Right. It's one thing to fill up the basket. It's something else entirely to do it in the manner in which Kemba did. Which is to say: he took over games when his team needed him most. He didn't pad his stats by draining wide-open threes in the final five minutes of a blowout.

SI's Luke Winn supports Walker's SOTY candidacy, though like most people, he wasn't a Kemba convert until very late in the proceedings.

It's not entirely clear why, but in retrospect, the college basketball community (myself included) kept trying to make this past season about someone other than Kemba," Winn wrote in the latest issue of the magazine. "Last November, he averaged 30 points per game in the Maui Invitational and led the then-unranked Huskies to upsets of Michigan State and Kentucky ... but there was still skepticism around the notion of Kemba as a Naismith/Wooden Award favorite and UConn as a contender.

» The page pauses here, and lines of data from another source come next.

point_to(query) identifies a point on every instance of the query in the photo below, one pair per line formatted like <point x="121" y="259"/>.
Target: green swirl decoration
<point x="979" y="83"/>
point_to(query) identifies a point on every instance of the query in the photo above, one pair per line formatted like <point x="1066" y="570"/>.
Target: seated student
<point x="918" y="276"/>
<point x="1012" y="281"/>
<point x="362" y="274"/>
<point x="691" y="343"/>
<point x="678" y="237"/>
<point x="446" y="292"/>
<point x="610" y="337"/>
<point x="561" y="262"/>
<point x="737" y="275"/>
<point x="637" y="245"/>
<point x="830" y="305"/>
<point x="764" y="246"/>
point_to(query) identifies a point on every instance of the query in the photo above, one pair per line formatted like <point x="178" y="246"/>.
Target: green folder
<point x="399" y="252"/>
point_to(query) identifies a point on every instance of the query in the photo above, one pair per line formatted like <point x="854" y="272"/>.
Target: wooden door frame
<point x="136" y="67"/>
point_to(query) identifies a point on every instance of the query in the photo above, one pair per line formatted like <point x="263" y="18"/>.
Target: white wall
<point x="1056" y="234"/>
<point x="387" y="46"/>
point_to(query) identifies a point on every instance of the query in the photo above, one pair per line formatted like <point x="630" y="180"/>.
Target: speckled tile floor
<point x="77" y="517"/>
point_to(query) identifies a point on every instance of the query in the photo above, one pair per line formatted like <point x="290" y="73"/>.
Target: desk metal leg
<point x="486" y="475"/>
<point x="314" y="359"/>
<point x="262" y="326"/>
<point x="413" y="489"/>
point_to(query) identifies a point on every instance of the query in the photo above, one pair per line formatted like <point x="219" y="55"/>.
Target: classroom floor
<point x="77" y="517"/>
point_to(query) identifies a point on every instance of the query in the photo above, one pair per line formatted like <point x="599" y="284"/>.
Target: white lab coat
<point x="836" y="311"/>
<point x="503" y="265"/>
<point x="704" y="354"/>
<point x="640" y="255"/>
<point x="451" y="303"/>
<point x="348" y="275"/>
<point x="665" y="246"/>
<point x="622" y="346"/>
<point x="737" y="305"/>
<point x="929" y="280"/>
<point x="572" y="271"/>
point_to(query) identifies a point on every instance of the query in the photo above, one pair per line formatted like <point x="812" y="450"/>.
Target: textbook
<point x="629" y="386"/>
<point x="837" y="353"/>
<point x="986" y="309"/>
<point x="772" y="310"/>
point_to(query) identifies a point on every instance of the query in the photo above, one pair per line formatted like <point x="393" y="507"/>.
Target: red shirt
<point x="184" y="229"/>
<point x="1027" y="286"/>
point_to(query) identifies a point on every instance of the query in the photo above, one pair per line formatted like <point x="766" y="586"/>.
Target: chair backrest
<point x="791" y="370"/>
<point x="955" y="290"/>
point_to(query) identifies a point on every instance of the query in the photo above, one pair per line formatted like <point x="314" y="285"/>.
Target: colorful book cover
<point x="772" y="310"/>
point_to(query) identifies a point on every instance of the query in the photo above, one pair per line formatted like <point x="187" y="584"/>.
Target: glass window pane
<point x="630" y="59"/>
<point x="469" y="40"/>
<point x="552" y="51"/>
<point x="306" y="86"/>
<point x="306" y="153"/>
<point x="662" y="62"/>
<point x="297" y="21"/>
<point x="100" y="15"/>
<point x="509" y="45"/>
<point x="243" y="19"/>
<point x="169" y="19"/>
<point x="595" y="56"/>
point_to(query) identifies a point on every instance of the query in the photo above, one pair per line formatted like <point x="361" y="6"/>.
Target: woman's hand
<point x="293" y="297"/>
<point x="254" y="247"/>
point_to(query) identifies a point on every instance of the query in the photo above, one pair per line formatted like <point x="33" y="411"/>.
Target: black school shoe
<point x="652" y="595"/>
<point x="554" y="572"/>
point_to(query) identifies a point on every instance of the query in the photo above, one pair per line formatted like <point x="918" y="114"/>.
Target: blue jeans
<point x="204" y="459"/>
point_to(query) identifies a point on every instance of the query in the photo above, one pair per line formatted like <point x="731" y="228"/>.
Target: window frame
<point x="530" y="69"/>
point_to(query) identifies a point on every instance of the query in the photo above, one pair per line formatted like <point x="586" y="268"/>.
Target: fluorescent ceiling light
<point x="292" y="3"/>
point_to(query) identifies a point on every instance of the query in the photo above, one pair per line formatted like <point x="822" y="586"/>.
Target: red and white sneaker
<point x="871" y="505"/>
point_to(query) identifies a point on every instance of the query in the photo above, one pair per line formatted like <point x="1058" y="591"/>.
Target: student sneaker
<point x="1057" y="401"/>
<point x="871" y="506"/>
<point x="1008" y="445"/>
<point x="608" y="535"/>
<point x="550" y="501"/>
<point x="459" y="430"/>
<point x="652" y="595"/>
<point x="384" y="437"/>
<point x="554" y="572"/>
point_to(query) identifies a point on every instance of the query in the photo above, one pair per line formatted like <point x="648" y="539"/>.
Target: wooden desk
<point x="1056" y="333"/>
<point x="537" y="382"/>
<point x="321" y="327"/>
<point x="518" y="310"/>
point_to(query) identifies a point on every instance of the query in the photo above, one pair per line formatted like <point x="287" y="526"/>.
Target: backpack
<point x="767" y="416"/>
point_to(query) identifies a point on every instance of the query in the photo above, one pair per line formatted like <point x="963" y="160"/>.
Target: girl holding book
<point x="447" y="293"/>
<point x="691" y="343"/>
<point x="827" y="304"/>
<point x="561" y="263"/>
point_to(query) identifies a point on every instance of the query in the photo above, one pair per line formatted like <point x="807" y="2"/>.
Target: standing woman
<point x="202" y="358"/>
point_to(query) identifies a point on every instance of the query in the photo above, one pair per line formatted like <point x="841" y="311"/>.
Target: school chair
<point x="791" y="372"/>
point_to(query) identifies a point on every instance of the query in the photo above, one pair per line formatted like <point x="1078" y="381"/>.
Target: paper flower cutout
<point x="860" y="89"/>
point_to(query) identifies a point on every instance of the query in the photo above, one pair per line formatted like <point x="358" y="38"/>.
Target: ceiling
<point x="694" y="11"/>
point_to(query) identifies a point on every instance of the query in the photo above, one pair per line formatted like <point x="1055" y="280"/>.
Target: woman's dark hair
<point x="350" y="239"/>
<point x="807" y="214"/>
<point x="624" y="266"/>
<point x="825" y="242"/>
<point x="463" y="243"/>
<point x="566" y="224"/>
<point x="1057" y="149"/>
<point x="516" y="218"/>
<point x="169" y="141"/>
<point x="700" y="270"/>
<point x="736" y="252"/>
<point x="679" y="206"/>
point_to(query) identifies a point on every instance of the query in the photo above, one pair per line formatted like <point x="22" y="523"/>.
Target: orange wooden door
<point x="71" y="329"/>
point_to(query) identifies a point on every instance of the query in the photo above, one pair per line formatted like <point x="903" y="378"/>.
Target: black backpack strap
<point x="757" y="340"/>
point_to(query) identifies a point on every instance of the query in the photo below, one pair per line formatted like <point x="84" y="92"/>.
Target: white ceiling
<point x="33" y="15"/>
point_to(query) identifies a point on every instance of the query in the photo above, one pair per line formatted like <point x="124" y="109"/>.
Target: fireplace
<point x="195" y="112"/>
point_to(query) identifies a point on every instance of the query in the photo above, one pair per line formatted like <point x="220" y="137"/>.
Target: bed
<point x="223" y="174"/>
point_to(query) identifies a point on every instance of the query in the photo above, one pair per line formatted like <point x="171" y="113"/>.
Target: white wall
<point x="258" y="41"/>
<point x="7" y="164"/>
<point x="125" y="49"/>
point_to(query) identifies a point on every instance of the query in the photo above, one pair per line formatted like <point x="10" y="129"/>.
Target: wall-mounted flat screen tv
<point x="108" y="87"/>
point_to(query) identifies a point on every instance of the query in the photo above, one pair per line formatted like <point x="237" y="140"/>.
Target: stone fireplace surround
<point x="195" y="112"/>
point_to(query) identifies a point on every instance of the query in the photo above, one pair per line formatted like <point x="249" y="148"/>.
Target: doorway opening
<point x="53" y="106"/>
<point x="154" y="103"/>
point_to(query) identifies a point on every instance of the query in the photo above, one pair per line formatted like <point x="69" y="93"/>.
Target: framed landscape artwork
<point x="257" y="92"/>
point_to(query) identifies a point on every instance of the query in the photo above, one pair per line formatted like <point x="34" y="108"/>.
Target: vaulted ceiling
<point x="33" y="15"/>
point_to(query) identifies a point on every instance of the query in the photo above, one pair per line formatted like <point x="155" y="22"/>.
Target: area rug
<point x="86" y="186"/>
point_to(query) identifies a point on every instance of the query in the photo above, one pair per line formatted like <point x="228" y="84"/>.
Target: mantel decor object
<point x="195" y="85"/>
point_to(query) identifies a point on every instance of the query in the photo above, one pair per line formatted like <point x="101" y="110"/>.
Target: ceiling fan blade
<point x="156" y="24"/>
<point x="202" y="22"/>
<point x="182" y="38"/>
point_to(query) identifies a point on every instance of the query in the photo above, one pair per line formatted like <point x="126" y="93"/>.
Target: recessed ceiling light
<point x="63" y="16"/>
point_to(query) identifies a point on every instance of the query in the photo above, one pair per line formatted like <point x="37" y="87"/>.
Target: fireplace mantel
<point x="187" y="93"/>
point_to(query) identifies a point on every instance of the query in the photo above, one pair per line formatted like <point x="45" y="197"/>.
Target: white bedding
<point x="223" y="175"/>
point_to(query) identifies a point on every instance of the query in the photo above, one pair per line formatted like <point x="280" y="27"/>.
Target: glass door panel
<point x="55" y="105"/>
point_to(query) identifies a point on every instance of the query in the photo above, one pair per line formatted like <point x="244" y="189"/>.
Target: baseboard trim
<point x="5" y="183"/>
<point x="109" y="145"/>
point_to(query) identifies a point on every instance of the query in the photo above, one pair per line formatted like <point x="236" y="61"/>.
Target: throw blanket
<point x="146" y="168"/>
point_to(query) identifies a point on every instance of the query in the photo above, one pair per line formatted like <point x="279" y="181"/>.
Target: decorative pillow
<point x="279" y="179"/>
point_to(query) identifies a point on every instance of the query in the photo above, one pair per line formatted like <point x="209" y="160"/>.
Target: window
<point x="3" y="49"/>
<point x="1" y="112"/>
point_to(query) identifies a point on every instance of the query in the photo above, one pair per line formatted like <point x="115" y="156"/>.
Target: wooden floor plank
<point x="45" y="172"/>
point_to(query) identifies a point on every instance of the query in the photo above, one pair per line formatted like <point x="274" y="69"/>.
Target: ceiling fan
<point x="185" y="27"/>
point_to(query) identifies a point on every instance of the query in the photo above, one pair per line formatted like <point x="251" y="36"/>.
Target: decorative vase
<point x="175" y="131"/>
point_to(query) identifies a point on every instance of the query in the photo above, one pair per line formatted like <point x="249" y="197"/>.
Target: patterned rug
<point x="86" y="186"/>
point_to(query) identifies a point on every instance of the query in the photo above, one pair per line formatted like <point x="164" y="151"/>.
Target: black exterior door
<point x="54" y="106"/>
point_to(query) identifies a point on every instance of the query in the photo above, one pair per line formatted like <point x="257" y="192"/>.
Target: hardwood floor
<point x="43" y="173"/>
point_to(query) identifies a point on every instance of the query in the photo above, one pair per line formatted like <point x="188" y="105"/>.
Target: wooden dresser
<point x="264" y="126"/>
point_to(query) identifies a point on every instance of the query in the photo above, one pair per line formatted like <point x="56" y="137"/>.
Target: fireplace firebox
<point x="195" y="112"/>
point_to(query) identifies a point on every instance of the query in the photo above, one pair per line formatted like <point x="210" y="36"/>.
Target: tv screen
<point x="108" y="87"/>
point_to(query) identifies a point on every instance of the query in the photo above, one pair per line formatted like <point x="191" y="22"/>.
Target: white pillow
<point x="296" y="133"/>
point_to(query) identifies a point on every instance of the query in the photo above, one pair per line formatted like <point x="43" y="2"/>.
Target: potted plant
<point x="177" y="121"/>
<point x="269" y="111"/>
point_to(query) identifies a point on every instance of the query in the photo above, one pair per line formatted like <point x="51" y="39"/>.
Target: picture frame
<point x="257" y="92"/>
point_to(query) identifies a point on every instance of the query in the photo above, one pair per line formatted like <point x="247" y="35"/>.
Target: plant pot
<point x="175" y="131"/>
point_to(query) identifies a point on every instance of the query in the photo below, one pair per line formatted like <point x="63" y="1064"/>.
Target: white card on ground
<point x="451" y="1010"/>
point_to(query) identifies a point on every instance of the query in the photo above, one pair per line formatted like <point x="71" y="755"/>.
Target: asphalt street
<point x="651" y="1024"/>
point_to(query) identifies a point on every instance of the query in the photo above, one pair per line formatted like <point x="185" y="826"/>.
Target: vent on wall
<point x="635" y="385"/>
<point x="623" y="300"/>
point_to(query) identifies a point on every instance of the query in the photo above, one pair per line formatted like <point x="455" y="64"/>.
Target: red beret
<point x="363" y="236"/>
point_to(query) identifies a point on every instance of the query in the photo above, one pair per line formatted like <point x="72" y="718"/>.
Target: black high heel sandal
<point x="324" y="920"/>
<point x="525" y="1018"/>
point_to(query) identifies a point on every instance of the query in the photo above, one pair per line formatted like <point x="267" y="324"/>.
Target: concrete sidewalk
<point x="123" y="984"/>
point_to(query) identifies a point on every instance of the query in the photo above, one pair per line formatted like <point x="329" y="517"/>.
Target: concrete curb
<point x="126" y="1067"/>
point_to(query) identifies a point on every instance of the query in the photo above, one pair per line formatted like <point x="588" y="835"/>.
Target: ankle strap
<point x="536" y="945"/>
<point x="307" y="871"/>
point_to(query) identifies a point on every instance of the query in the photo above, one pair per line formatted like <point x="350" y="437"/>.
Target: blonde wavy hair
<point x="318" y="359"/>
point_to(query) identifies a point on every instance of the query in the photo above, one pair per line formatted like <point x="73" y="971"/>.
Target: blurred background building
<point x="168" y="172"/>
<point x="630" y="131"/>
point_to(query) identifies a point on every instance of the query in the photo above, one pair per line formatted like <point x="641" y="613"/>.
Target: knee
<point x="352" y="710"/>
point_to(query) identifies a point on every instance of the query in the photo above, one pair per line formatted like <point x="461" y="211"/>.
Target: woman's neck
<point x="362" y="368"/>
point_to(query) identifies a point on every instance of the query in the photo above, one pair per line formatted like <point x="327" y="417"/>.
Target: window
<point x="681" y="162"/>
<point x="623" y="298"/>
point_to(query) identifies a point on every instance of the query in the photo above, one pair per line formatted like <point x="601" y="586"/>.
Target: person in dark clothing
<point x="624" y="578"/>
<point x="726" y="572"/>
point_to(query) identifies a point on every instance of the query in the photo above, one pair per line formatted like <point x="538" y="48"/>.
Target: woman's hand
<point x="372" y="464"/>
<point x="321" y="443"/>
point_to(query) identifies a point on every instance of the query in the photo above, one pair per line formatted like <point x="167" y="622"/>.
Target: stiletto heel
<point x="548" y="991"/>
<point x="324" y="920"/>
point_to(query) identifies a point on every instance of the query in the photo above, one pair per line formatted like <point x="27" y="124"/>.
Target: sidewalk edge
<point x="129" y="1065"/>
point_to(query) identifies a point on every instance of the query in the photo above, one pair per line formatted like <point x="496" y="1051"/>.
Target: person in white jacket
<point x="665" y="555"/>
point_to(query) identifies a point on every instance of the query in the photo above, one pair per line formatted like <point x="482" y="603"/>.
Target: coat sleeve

"By midseason, the country was fixated on Ohio State's Jared Sullinger as the Player of the Year. (In the one-and-done era, we are suckers for elite freshmen.) The Huskies stumbled during their Big East schedule, finishing 9-9, and by February, Jimmermania had gone national. No one could resist The Jimmer, and Kemba was but a memory from Maui. He wasn't even an unanimous pick for first team All-Big East. What Kemba did, after that, is now legend…"

Yes it is.

Whether it's enough to land him one more honor remains to be seen. But whatever happens, it won't take away from what Walker did during the 2010-11 season, which culminated in one of the unlikeliest runs through the Big East and NCAA Tournaments ever.